MAST 266
Reading Water
Last Offered Spring 2021
Division I Writing Skills
Cross-listed ENVI 266
This course is not offered in the current catalog

Class Details

Water has such profound and far-reaching influence on individuals, societies, and the planet that it simultaneously risks going overlooked and appearing clichéd. Human beings are made of it and need it to live, yet will die if immersed in it. It is venerated by cultures around the world, yet most people either cannot access clean water, or don’t know where their clean water is piped in from. It covers the earth’s surface, and has shaped it over eons, yet scientists are still not sure how it came to be here in the first place. This wide-ranging influence also presents challenges for traditional academic structures; thinking about water demands crossing times, spaces, and disciplines. This course will explore the wide-ranging and diverse ways water impacts individuals, cultures, and the environments they call home by drawing on a range of content: hydrology, literature, political theory, storytelling, geography, and more. To do this, we will also develop and examine methods of critically reading as “non-experts”–reading scientific articles as rhetorical objects and reading for scientific principles in literature, for instance–to explore what interdisciplinary thinking opens up (and inhibits), and thus how to effectively engage with and create interdisciplinary work. The goal here is not to define water’s cultural or scientific importance, or to determine which disciplines “best” combine to explain water, or to come up with humanities-based solutions to “the water crisis.” Rather, these texts, and the water that flows through them will help us explore the opportunities and limits of human perceptions of the other-than-human world. It will help us consider the extent to which those perceptions both shape, and are shaped by, a seemingly simple molecule. And it will help us imagine epistemologies and ontologies that account for the ways water simultaneously flows through us, around us, and through the deep geological history of the planet. Course Texts: Tristan Gooley — How to Read Water (selections) Vandana Shiva — Water Wars (selections) Luna Leopold — Water, Rivers, and Creeks (selections) Richard White — The Organic Machine Linda Hogan — Solar Storms Marc Reisner — Cadillac Desert Jesmyn Ward — Salvage the Bones John McPhee — “Atchafalaya” Emmi Itäranta — Memory of Water Brenda Hillman — “The Hydrology of California”

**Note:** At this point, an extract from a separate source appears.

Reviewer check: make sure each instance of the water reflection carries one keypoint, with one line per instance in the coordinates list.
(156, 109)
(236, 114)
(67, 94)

The Class: Format: seminar; The class will be primarily discussion-based, and will ask students to lead and structure discussions. Students will have questions, reflections, and insights prepared before class, and use those to drive our in-class activities.
Limit: 20
Expected: 20
Class#: 5022
Grading: yes pass/fail option, no fifth course option
Requirements/Evaluation: 100pg of reading a week, give or take. Approx 20-25 pages of written work throughout the semester.
Prerequisites: None
Enrollment Preferences: Preference to majors, and then to sophomores and juniors, respectively.
Distributions: Division I Writing Skills
Notes: This course is cross-listed and the prefixes carry the following divisional credit:
MAST 266 Division I ENVI 266 Division I
WS Notes: Students will write four papers of increasing complexity that will require workshopping and drafts. Each of these papers will receive forward-looking writing feedback from me. The first paper centers on paragraph-level stylistic choices, the second on argument/evidence connections, the third on genre, and the final paper synthesizes these writing skills. In addition, students' final grades will allow for revision of earlier papers to encourage and assess growth of writing skills.